めちゃくちゃ努力するっていう。その感覚はすごく共感できますね。

──安田さんは好きな相手のパスコードを解除するのが得意?

いやあ、なかなかできないですよねえ。それこそ「金田一少年の事件簿R」とかサスペンスドラマとかを見ていても、犯人が全然当てられないタイプなので。ただ、逆に私のパスコードを解くのはめちゃくちゃ簡単だと思いますけど(笑)。

──前回のインタビューで、相手への好意がすぐ顔に出てしまうとおっしゃっていましたもんね。

はい。10cmまで近づいてたらもうバレバレだと思います(笑)。

「音たち、私の歌についてこーい!」

──サウンド面に関してはギターがすごく印象的な仕上がりになっていますね。

安田レイ

私の今までの楽曲にはなかった、ちょっと新しいロックチューンになっていますね。ギターサウンドっていうのは聴いていてすごく心地いいので、楽しく歌うことができました。

──疾走感のあるトラックに合わせて、声もすごく伸びやかな印象です。

サウンドに乗っかるというよりは歌で引っ張っていく感じを出してみてって、プロデューサーの玉井(健二 / agehasprings)さんにディレクションしていただいて。その感覚をつかむのがちょっと難しかったんですけど、何回かトライしていくうちに気持ちよく歌えるようになりました。「音たち、私の歌についてこーい!」みたいな感じで……なんか今すごいバカっぽい発言しちゃったけど。どうしよう(笑)。

──声色に関してはどんなイメージで?

歌詞はけっこう優しい雰囲気なんですけど、気持ちの強さ、意志の強さみたいなところを声で表現できたらいいかなっていうのは思いましたね。ちょっとパワーのある感じというか。とはいえ、そこはいつもどおりあまり考えずに感覚を大事にしたので、それほど悩みはしなかったです。

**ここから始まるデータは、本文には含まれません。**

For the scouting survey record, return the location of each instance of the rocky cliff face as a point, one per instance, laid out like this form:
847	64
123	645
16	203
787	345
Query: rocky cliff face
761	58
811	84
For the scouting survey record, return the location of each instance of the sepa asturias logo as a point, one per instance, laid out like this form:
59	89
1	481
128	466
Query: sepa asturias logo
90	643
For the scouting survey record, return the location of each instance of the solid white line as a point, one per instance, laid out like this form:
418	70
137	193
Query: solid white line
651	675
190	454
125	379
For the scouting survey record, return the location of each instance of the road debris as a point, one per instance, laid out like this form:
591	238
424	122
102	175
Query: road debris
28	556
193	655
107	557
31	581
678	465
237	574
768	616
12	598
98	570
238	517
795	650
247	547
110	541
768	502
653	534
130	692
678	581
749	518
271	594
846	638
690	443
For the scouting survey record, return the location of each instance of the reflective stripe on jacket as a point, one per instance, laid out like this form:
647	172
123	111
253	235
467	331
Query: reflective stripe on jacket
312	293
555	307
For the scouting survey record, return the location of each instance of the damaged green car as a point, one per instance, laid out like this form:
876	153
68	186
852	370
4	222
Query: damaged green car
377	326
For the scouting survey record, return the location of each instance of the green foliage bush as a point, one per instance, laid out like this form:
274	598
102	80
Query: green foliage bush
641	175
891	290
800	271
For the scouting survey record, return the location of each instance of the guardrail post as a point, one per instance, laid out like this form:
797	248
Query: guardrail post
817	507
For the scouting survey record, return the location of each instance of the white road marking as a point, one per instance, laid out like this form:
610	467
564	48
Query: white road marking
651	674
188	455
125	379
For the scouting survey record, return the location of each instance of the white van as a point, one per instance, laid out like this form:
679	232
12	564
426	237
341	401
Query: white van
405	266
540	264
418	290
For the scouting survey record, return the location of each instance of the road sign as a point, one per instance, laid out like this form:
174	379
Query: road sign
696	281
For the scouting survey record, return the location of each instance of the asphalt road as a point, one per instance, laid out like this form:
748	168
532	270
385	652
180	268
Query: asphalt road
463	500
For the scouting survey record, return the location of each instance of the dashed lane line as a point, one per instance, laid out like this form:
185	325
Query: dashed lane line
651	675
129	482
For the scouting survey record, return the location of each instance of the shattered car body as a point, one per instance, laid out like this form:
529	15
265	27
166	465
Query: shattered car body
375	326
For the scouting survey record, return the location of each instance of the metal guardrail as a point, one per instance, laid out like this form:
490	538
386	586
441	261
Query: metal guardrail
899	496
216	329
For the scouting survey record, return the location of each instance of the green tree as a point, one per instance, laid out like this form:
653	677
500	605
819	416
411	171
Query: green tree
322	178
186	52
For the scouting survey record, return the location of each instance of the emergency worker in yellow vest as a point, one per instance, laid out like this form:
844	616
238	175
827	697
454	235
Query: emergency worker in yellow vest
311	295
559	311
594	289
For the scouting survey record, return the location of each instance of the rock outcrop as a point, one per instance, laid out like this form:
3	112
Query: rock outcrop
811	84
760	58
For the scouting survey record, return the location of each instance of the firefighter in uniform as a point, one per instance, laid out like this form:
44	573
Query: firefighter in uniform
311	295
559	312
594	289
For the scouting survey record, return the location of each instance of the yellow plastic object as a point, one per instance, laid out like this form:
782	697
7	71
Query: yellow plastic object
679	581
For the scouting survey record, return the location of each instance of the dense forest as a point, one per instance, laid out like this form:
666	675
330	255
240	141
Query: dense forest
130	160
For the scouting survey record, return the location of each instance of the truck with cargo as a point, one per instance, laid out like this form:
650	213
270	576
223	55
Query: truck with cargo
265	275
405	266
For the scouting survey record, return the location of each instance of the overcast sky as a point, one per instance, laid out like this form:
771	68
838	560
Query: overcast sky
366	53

──サウンド同様、新しい雰囲気を感じられるPVもすごく素敵でしたよ。

今回は初めていろいろなキャストさんと共演する内容になっていて。映像的にはもちろん、現場の雰囲気もいつもとは違った感じですごく楽しかったです。キャストの皆さんがすごく個性的でしたね。

──オシャレで、ちょっとミステリアスな感じもありつつ。

そうなんですよ。みなさん、アーティスティックな感じというか。いろいろお話とかをしながら、いい雰囲気で撮影できました。

──で、このPVには何やら謎が隠されているようですね。

そうなんです! 映像の中に4ケタのパスコードがたくさん出てくるんですよ。それをオフィシャルサイトで入力してもらうと、いろいろ面白いものが見られるようになっています。ぜひチェックしてみてほしいですね。

ニューシングル「パスコード4854」 / 2014年6月4日発売 / SME Records
通常盤 [CD] 1258円 / SECL-1512
期間生産限定盤 [CD] 1350円 / SECL-1513
通常盤 収録曲
  1. パスコード4854
  2. I&U
  3. One day
  4. パスコード4854 -TV edit-
期間生産限定盤 収録曲
  1. パスコード4854
  2. I&U
  3. One day
  4. パスコード4854 -Instrumental-
安田レイ(ヤスダレイ)

1993年4月15日、アメリカ・ノースカロライナ州で生まれる。3歳で日本へ移住し10歳の頃に母親が聴いていた宇多田ヒカルの楽曲に衝撃を受けてシンガーを志す。モデル活動を始めたことがきっかけとなり、13歳のときに元気ロケッツのオーディションに合格。架空の女性「Lumi」のモデルとなりボーカリストとしてもプロジェクトに参加する。2013年7月に「Best of my Love」でメジャーデビューを果たし、12月には配信限定の「Let It Snow」を発売。2014年2月に「Brand New Day」をリリースし、同年6月には「パスコード4854」を発表。同曲はテレビアニメ「金田一少年の事件簿R」のエンディングテーマに選ばれる。